After more than 120 Labour MPs said they would vote against the bill — more than enough to defeat it — the government offered concessions, including a guarantee that no one currently getting benefits will be affected by the change.
This is an utter capitulation. Labour's welfare bill is now a TOTAL waste of time. It effectively saves £0, helps no one into work, and does NOT control spending.
— Kemi Badenoch (@KemiBadenoch) July 1, 2025
Itâs pointless. They should bin it, do their homework, and come back with something serious. Starmer cannot govern. https://t.co/fJJ78lPkX0
But while some rebels backed down, others maintained their opposition, forcing the government to offer a further concession less than two hours before the Tuesday evening vote. Ministers pledged that changes to benefits would not be made until after a review, carried out with the help of disability groups.

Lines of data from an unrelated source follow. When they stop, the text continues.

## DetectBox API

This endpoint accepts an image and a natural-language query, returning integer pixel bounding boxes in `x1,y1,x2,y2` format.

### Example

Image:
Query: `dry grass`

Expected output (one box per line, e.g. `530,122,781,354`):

That came after a string of Labour MPs spoke against the bill in parliament.
One, Rachel Maskell, called the cuts “Dickensian.” “They are far from what this Labour Party is for: a party to protect the poor,” she said.
The welfare U-turn was the third time in a few weeks that the government has reversed course on a policy under pressure. In May, it dropped a plan to end winter home heating subsidies for millions of retirees. In June, Sir Keir announced a national inquiry into organised child sexual abuse, something he was pressured to do by opposition politicians — and Elon Musk.
“It’s a failure of leadership for a prime minister with such a big majority to not be able to get their agenda through,” said Rob Ford, professor of politics at the University of Manchester.
Professor Ford said the government had forgotten “the basic Lyndon Johnson principle of politics. First rule of politics: You need to know how to count.”
The U-turns also make it harder for the government to find money to invest in public services without raising taxes. The government estimated that its welfare reforms would save 5 billion pounds ($10.5 billion) a year from a welfare bill that has soared since the COVID-19 pandemic. After the concessions, it’s unclear whether it will save any money at all.